What I saw was something that will haunt me forever. Not only was this guy staring straight at me, but he was pleasuring himself. And not only that, but “himself” was as big as a baby’s arm, and easily the most terrifying old man penis I’d ever seen. Veiny, ropy, and huge. Worse yet, it was aimed in my direction.
So put yourself in my position: you’re alone in a bathroom in the middle of nowhere, in the middle of the night, and a creepy old man is aiming himself at you. I don’t know what you’d do, but I zipped up and ran.
As I’m bolting out the door (and no, I didn’t wash my hands, and yes, I was probably pissing my pants), I see that Kellie is standing outside the car smoking a cigarette. So I half-whisper, half-yell, “Get in the car!”
Now is a good time to tell you some things about my wife. First of all, her favorite movies are horror movies. In fact, almost all the movies she likes have some sort of horror element. I’d go so far as to say that she’s a horror expert. After we watch a horror movie, Kellie and I go over everything that the victims did wrong that led to their deaths: running upstairs when they should be heading to the neighbor’s house, ignoring the strange sounds coming from the cellar, or worse yet, exploring the cellar alone to figure out what’s making the noise. These mistakes are really all the same thing: not getting the hell out of whatever situation they’re in. So I have every reason to think that Kellie should be able to recognize when she’s in a horror movie situation, and what to do.
But for some reason, whether it was exhaustion or confusion or whatever, Kellie didn’t get in the car.
“I’m smoking.”
“Get. In. The car!” I hissed.
“I just lit this cigare…”
“GET IN THE FUCKING CAR!”
At this point I’m getting into the car, and Kellie is looking at me like I’m crazy. She doesn’t know that there’s a penis-wielding old man behind me. So I tell her, “Get in the car, or I’m leaving you.”
She gets in the car.
As I’m driving away, Kellie starts questioning me: what’s my problem, what’s wrong, why am I driving so fast? And as I tell her the story, the question becomes, “Why aren’t you going faster?”

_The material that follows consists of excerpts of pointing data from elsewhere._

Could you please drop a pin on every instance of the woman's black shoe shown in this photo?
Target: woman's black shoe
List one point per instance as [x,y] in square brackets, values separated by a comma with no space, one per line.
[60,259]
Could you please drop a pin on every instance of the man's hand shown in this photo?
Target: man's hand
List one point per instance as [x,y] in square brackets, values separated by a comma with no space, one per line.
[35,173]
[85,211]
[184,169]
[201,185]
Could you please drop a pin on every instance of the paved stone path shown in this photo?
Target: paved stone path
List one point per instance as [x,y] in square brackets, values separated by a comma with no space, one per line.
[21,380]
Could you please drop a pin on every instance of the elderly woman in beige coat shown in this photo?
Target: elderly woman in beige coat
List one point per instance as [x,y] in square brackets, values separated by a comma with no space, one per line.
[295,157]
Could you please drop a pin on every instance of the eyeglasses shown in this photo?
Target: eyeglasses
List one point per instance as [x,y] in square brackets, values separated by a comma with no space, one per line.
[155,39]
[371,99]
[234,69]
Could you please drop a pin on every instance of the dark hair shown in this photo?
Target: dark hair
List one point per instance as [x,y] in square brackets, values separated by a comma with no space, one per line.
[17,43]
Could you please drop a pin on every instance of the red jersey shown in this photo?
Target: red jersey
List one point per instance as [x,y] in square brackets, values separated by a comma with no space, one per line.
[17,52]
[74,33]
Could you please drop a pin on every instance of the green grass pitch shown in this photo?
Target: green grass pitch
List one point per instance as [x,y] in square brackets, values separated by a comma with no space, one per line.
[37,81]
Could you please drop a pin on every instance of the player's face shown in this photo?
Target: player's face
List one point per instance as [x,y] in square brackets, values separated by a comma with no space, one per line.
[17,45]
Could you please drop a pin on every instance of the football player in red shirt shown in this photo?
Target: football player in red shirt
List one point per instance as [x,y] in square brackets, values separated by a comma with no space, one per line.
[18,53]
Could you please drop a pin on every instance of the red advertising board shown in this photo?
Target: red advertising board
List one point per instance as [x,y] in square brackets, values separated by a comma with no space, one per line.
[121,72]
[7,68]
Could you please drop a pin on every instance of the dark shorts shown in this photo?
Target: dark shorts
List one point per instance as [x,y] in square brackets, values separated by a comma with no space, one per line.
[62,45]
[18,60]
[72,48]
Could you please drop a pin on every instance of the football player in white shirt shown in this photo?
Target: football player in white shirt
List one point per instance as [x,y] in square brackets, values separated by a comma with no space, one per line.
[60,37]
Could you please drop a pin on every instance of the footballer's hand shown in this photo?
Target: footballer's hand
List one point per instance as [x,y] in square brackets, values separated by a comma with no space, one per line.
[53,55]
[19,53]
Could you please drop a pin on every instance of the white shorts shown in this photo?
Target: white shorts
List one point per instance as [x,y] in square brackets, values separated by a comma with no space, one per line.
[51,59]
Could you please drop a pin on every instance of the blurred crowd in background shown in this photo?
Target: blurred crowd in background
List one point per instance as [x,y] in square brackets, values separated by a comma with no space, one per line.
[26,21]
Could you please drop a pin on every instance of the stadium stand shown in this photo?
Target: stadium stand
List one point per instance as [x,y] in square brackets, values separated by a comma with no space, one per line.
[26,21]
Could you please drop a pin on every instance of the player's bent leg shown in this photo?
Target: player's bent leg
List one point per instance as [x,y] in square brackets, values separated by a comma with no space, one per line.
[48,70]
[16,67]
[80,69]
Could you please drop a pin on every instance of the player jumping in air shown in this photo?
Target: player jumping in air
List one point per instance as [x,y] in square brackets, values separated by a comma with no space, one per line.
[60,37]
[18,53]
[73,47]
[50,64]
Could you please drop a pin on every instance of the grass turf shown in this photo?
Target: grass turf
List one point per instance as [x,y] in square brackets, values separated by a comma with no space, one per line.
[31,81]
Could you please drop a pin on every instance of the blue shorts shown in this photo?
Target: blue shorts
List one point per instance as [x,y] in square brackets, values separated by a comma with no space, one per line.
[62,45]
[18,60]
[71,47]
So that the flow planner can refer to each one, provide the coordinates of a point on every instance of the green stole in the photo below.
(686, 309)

We sped off into the darkness wondering if some crazy old coot with the world’s largest penis was following us with love on his mind and murder in his heart. Was he on his CB warning other sex-crazed truckers of fresh meat headed their way? I don’t know. Obviously we made it home alive. And we learned something: when one of us says to get in the car, you get in the car.
Now if you were Tucker Carlson you would have grabbed a friend and pounded the old man’s head against the wall.
Next time you’re in a similar situation you may want to reconsider your choice of #4. Notice that #6 is closer to the entrance and that a stall is behind you and that is easier to monitor. It’s the best choice unless you decide to use the sink by the door. But with those guys washing up that’s a road best not taken.
Or, from now on you can just flash a fake badge whenever you use a public rest room and announce loudly, “Even an off duty cop has to relieve himself once in a while. I love to arrest people while I’m off the clock.”
— skank August 30th, 2007 at 8:31 am #
Yeah, Tucker’s a bad-ass. He wears that bow-tie as an excuse to get into fights. Really, the guy is a complete bad-ass. BAD. ASS.